Müdafalar | Müdafalar | 123
(1-190)
(Mustafa Gül'ün Müdafaasıdır)
Afyon Ağır Ceza Mahkemesine
Ben gizli bir cemiyete dahil değilim. Zaten Üstadım Bediüzzaman Said Nursî Hazretleri de öyle bir cemiyet kurmamıştır. Bizlere her zaman Kur'an hakikatlarından ders vermiş, siyasetle alâkadar olmamızı şiddetle men'etmiştir. Yalnız büyük Üstad Said Nursî Hazretlerinin talebesiyim. O'na ve Risale-i Nur'a bütün ruh u canımla bağlıyım. Risale-i Nur ve Üstadım için bana verilecek her türlü cezaya razıyım. Çünki, Risale-i Nur ve Üstadımda cezayı müstelzim hiçbir cihet yoktur. Üstadım eserleriyle benim imanımı ve âhiret hayatımı kurtarmıştır. O'nun gayesi, bütün müslümanları ve vatandaşlarımızı îmansızlıktan kurtarıp saadet-i ebediyeye nâil etmektir. Bizlerin siyasî bir maksatla alâkamız olmadığı, bütün mahkemelerde tebeyyün etmiştir.

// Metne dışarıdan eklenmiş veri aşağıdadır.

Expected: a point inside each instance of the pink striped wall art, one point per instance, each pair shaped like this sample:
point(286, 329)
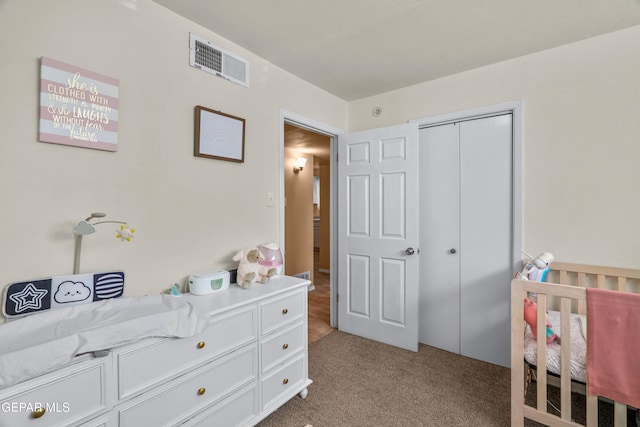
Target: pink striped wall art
point(78, 107)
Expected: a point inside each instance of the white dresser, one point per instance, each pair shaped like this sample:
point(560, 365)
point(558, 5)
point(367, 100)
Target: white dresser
point(250, 360)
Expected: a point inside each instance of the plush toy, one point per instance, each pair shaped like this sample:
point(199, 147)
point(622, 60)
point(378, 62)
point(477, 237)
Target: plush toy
point(531, 317)
point(249, 268)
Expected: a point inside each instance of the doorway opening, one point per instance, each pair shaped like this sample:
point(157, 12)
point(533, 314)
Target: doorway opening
point(306, 215)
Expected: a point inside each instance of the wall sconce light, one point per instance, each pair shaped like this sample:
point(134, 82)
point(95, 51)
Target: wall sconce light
point(299, 165)
point(85, 227)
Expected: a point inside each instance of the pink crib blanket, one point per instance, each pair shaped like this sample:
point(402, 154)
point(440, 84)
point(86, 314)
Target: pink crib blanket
point(613, 346)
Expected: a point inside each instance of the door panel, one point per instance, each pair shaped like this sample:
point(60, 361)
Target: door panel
point(466, 212)
point(486, 238)
point(378, 221)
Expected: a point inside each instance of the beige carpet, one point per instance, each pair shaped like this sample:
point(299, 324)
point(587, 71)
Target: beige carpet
point(359, 382)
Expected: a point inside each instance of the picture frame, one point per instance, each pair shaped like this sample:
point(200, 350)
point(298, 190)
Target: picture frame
point(218, 135)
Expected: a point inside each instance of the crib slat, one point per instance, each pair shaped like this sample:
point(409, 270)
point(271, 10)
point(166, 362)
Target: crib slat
point(565, 359)
point(517, 357)
point(582, 303)
point(622, 284)
point(592, 411)
point(563, 277)
point(541, 356)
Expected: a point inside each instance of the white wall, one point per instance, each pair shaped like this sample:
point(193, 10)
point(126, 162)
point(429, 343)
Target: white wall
point(190, 214)
point(581, 140)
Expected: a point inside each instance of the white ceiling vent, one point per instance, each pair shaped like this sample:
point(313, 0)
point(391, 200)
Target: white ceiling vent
point(212, 59)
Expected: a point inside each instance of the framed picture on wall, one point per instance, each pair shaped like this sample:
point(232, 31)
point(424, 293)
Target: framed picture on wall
point(218, 135)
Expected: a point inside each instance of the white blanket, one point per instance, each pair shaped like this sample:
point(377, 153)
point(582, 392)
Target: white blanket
point(578, 347)
point(33, 345)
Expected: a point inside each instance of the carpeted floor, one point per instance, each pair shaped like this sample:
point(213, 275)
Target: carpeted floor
point(359, 382)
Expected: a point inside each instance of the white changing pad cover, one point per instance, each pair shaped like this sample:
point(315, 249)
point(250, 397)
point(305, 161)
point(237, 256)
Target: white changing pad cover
point(578, 347)
point(36, 344)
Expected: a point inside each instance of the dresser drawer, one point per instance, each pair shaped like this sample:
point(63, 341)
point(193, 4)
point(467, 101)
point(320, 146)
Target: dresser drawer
point(195, 391)
point(68, 396)
point(282, 310)
point(283, 381)
point(141, 367)
point(237, 410)
point(283, 344)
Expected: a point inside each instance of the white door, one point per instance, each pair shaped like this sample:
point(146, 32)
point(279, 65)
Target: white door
point(378, 234)
point(466, 209)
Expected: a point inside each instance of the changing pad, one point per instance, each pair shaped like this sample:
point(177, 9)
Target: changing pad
point(578, 347)
point(36, 344)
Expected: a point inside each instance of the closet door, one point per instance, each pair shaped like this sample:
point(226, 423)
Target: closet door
point(486, 191)
point(466, 237)
point(439, 299)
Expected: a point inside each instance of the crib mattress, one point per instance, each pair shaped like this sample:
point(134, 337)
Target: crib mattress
point(578, 347)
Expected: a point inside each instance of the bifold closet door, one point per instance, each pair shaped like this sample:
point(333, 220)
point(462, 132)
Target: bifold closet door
point(486, 218)
point(466, 237)
point(439, 300)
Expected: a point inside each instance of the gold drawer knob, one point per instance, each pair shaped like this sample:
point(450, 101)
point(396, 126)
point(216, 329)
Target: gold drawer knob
point(38, 412)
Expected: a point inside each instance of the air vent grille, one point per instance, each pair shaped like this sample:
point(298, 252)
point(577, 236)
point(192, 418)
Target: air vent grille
point(210, 58)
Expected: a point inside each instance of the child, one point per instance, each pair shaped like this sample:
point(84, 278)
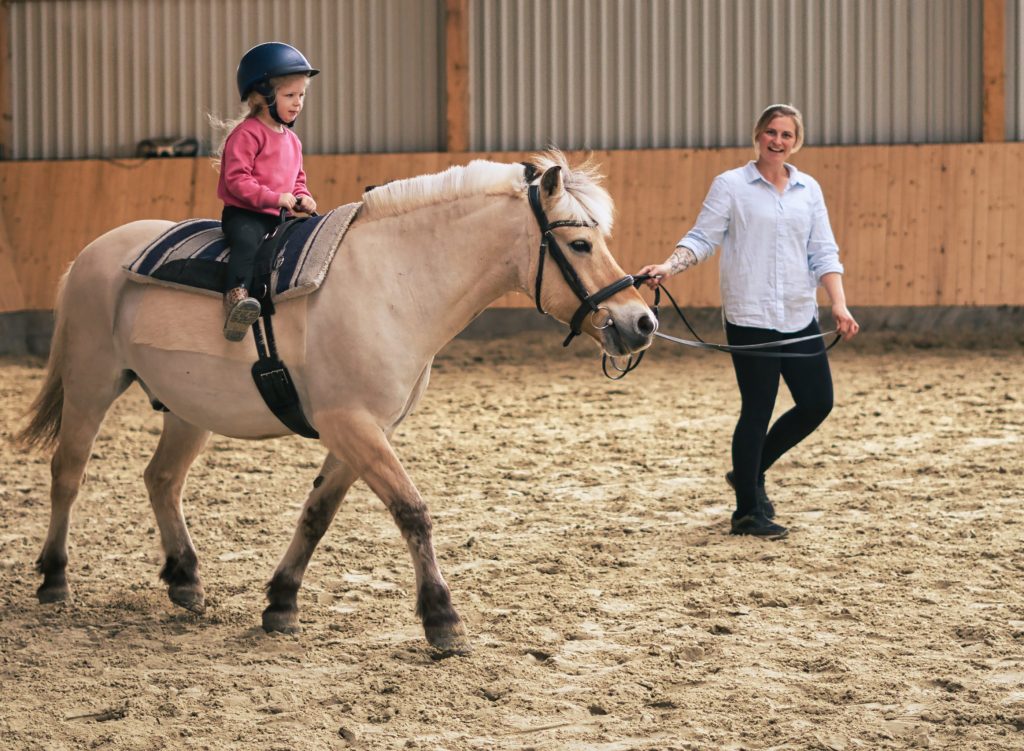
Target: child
point(260, 164)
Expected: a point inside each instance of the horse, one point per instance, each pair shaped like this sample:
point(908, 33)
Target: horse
point(424, 256)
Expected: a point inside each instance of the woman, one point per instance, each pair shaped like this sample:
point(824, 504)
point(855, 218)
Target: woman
point(777, 246)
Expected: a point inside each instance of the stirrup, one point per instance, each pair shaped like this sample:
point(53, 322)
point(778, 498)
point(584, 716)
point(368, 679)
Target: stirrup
point(243, 315)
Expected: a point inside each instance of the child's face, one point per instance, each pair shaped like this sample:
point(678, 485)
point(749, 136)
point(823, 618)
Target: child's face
point(290, 96)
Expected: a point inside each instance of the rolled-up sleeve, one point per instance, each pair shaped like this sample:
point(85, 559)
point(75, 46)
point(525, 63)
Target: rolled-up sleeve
point(822, 252)
point(713, 222)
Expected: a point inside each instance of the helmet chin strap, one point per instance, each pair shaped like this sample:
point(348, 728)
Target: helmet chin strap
point(271, 105)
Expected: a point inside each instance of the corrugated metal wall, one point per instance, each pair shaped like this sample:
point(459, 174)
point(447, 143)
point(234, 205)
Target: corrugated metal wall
point(633, 74)
point(1015, 66)
point(91, 78)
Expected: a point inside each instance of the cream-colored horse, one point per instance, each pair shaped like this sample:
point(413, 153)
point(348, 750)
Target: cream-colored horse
point(422, 259)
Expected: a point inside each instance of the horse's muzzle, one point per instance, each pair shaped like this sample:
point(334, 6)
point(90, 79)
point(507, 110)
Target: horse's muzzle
point(630, 331)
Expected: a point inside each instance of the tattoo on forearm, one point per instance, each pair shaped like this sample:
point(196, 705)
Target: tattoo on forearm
point(682, 258)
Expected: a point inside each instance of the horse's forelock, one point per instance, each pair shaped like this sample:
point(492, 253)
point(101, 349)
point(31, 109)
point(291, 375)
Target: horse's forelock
point(585, 197)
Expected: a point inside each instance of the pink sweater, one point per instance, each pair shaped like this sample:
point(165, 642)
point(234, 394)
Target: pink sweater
point(258, 165)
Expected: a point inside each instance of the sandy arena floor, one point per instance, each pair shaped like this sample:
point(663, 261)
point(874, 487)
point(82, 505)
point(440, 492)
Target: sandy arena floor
point(582, 526)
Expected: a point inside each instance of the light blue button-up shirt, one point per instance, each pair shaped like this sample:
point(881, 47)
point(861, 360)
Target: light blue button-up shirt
point(775, 247)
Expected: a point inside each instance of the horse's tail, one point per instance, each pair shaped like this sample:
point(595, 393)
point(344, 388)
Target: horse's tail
point(44, 425)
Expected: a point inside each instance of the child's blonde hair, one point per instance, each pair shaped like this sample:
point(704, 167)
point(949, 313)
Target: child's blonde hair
point(255, 103)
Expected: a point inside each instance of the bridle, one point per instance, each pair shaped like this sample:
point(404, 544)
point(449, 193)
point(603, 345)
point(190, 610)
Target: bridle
point(589, 303)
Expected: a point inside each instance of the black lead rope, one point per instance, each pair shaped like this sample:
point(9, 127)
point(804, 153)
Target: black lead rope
point(749, 350)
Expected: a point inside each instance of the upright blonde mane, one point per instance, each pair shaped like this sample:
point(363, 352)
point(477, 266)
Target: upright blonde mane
point(584, 199)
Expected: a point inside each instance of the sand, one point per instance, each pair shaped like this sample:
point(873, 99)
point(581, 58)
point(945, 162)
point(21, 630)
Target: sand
point(583, 528)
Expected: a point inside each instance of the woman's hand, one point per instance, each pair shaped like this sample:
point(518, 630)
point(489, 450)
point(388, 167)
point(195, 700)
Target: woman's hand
point(656, 272)
point(847, 326)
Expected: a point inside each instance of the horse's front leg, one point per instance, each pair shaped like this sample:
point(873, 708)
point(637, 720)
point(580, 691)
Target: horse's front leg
point(329, 490)
point(367, 448)
point(165, 476)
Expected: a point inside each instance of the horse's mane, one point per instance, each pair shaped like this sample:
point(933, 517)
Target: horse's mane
point(585, 199)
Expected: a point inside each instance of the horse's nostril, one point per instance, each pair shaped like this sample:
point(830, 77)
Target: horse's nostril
point(646, 325)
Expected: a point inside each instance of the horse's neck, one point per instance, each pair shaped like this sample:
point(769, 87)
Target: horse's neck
point(450, 261)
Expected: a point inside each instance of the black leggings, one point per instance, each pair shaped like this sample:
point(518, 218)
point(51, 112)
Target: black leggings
point(755, 448)
point(245, 231)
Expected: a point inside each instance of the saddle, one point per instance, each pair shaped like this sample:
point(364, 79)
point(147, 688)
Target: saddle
point(293, 260)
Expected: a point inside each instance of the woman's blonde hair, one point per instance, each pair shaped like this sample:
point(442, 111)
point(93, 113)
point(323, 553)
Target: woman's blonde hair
point(255, 103)
point(770, 113)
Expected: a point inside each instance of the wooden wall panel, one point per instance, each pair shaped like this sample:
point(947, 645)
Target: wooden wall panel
point(931, 224)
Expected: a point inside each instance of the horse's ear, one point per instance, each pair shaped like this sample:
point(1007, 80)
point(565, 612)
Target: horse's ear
point(551, 182)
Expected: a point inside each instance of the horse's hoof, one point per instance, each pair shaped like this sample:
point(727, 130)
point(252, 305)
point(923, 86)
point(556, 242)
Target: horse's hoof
point(281, 621)
point(53, 593)
point(450, 642)
point(189, 596)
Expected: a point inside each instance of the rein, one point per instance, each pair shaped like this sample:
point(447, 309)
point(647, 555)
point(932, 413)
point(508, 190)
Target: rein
point(590, 303)
point(749, 350)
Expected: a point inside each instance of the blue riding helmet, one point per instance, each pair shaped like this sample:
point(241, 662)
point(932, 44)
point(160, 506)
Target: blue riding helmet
point(267, 60)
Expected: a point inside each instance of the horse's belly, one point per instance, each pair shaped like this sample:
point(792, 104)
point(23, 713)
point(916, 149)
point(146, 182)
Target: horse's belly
point(173, 342)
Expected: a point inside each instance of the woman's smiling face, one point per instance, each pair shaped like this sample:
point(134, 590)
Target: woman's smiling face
point(778, 138)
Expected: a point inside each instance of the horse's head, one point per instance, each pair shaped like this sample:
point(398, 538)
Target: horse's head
point(577, 279)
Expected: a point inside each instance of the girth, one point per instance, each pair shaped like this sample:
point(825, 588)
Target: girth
point(269, 373)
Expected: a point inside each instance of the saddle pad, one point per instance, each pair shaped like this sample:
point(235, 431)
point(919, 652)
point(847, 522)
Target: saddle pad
point(193, 254)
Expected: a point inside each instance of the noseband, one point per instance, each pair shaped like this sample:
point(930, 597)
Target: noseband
point(589, 303)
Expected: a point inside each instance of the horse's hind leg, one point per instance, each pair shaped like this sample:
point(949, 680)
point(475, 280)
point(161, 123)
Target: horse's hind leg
point(179, 444)
point(366, 446)
point(329, 490)
point(86, 400)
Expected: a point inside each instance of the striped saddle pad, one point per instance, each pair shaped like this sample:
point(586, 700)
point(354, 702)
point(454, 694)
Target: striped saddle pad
point(193, 254)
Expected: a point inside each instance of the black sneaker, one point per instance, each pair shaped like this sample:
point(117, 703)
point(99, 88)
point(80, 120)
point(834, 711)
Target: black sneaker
point(763, 500)
point(240, 318)
point(758, 525)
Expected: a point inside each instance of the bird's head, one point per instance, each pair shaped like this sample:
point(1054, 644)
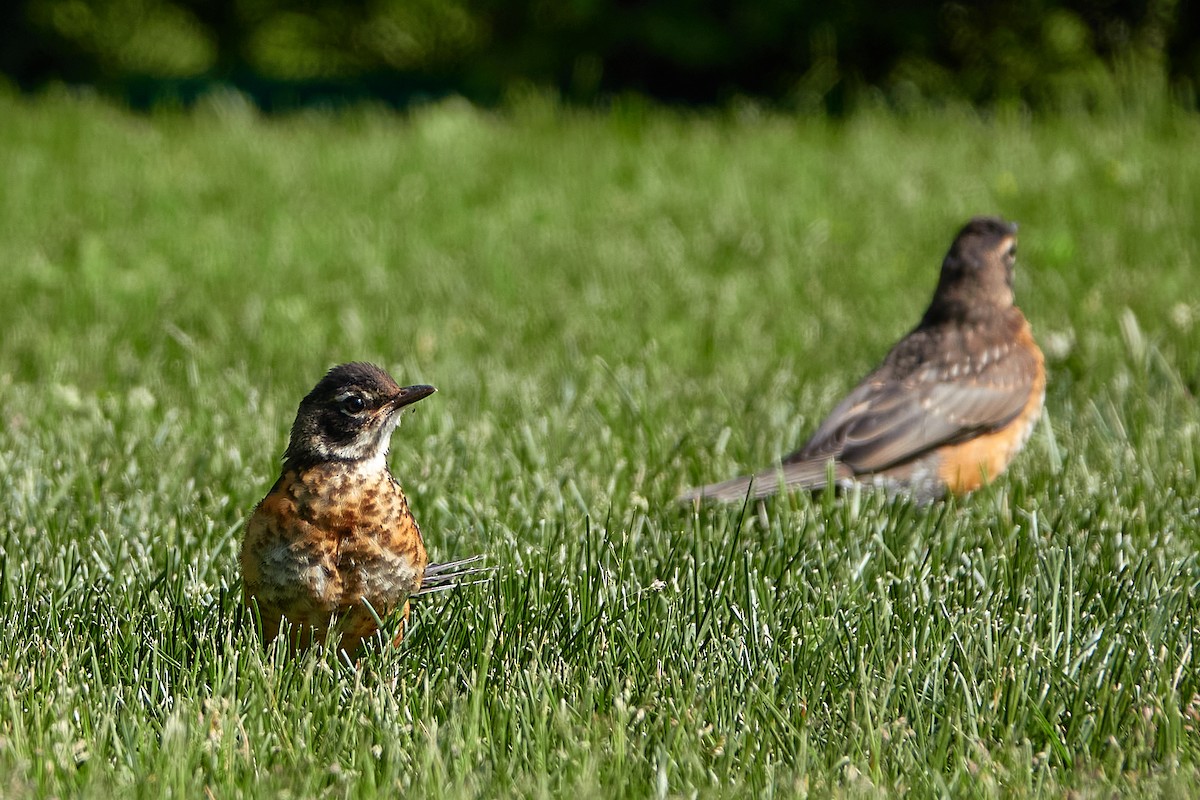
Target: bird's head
point(977, 272)
point(349, 415)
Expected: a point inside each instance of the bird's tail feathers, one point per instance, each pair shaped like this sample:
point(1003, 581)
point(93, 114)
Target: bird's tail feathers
point(451, 575)
point(811, 475)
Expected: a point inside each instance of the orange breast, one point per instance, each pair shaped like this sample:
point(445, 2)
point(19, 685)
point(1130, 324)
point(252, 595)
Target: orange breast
point(967, 465)
point(325, 542)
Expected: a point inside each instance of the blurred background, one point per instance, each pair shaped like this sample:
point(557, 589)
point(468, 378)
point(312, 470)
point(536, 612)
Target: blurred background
point(796, 54)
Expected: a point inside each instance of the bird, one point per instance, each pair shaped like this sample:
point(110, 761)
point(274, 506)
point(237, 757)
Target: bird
point(334, 548)
point(952, 404)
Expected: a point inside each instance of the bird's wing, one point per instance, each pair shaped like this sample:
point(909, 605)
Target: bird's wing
point(451, 575)
point(892, 417)
point(906, 407)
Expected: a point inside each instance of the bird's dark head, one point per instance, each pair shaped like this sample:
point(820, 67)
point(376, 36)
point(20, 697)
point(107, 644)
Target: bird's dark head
point(977, 272)
point(349, 415)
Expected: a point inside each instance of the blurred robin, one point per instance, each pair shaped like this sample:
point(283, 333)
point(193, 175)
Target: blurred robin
point(333, 547)
point(952, 403)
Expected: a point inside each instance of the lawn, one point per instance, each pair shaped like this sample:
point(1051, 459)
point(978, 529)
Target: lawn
point(613, 306)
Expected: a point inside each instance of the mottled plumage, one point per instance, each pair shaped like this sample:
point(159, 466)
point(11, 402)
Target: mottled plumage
point(334, 546)
point(952, 403)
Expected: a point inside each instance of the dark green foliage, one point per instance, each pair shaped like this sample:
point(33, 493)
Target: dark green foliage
point(795, 53)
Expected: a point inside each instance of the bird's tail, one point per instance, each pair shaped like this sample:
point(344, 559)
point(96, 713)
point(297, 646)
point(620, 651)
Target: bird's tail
point(813, 475)
point(451, 575)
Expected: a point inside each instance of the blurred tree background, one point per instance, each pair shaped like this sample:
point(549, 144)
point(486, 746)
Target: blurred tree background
point(793, 53)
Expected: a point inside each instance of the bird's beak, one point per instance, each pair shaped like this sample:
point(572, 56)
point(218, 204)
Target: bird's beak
point(409, 395)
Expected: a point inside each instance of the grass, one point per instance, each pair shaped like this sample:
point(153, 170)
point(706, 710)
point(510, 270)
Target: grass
point(613, 306)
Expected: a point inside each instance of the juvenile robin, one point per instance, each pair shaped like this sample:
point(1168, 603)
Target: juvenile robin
point(952, 403)
point(334, 547)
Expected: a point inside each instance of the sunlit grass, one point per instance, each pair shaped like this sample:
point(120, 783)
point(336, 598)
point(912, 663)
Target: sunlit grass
point(613, 307)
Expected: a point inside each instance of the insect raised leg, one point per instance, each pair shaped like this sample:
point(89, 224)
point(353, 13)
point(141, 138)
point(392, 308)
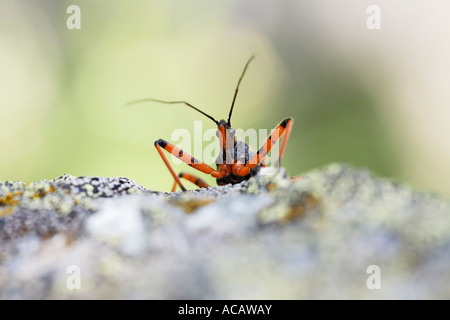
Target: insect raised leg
point(186, 158)
point(191, 178)
point(283, 128)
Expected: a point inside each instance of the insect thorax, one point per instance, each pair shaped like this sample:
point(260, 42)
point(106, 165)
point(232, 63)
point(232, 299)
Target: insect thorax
point(241, 153)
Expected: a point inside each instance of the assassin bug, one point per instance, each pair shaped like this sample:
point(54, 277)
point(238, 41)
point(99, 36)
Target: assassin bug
point(236, 162)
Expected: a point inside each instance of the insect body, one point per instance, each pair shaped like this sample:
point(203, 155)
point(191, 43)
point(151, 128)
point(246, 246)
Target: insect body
point(236, 162)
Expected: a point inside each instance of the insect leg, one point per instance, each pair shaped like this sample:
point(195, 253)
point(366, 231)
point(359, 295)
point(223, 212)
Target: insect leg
point(194, 179)
point(186, 158)
point(283, 128)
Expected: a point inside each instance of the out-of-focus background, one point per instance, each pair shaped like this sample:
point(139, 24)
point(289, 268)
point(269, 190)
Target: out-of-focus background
point(373, 98)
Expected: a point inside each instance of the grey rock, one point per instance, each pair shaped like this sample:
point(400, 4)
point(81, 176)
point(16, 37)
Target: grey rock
point(325, 236)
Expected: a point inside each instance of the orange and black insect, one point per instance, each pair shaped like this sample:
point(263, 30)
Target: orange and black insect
point(244, 163)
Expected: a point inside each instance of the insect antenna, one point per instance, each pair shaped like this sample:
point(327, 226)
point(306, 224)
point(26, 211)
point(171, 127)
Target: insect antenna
point(237, 88)
point(175, 102)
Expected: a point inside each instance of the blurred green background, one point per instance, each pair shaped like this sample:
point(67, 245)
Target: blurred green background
point(372, 98)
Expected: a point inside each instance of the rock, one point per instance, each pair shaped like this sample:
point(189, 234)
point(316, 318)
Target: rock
point(337, 233)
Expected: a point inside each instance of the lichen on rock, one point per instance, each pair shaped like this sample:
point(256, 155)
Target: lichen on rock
point(270, 237)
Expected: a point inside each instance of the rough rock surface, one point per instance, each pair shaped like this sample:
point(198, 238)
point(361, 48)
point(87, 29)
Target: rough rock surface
point(267, 238)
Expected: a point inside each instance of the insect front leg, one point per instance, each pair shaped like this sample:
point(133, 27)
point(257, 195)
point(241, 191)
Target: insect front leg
point(191, 178)
point(285, 128)
point(186, 158)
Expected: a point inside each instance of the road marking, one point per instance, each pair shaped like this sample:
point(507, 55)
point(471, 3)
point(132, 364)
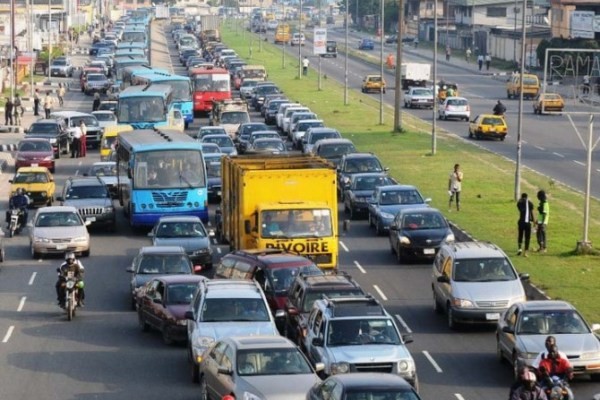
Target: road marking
point(360, 268)
point(21, 304)
point(403, 323)
point(8, 333)
point(344, 246)
point(381, 294)
point(432, 361)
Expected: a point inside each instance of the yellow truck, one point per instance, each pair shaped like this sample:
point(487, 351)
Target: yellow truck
point(279, 201)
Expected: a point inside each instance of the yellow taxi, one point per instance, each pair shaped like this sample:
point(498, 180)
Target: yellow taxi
point(373, 83)
point(38, 183)
point(548, 102)
point(488, 126)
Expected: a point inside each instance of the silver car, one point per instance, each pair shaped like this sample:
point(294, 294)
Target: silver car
point(57, 230)
point(524, 327)
point(258, 368)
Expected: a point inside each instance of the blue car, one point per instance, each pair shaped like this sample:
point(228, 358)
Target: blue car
point(366, 44)
point(387, 201)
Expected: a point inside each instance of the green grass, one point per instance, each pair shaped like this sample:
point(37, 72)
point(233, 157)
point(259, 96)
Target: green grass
point(488, 210)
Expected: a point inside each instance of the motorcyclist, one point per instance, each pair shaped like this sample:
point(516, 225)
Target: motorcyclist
point(499, 108)
point(71, 264)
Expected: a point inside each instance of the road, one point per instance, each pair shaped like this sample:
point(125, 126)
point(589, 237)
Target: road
point(103, 355)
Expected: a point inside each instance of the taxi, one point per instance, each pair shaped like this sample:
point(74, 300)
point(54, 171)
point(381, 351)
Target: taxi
point(38, 183)
point(373, 83)
point(488, 126)
point(548, 102)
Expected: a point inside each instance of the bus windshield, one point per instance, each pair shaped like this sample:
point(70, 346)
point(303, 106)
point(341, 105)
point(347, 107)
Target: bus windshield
point(141, 109)
point(168, 169)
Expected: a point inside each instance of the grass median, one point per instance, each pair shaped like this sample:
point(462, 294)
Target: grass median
point(488, 210)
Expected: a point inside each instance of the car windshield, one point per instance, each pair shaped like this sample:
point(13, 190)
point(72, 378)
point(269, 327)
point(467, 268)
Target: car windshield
point(389, 197)
point(234, 309)
point(551, 322)
point(164, 264)
point(180, 229)
point(349, 332)
point(272, 362)
point(483, 270)
point(180, 293)
point(58, 219)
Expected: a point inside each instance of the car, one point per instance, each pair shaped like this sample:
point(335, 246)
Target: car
point(152, 261)
point(387, 201)
point(92, 199)
point(188, 232)
point(363, 385)
point(34, 152)
point(419, 233)
point(548, 102)
point(37, 182)
point(52, 130)
point(57, 230)
point(62, 66)
point(474, 282)
point(524, 327)
point(359, 189)
point(366, 44)
point(303, 292)
point(162, 303)
point(373, 83)
point(455, 107)
point(488, 126)
point(356, 163)
point(106, 171)
point(223, 141)
point(223, 306)
point(357, 334)
point(333, 149)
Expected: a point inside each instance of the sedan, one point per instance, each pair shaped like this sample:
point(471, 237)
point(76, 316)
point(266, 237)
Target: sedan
point(418, 233)
point(162, 303)
point(58, 230)
point(522, 331)
point(257, 368)
point(187, 232)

Hakikat böyle olduğu halde, yine haksız ve yersiz olarak mahkemeye sürüklendik. Bundan anlıyoruz ki bizim tesanüdümüzü kırmak istiyorlar. Bizim tesanüdümüz herhangi bir dünyevî ve siyasî gaye ve işe mâtuf değildir. Yalnız ve yalnız Üstadımız Hazretlerine çok, hem pekçok hürmetkârız. Risale-i Nur'u okuyanlar fevkalâde bir îmana ve İslâmiyete ve ahlâk ve kemalâta sahip oluyorlar.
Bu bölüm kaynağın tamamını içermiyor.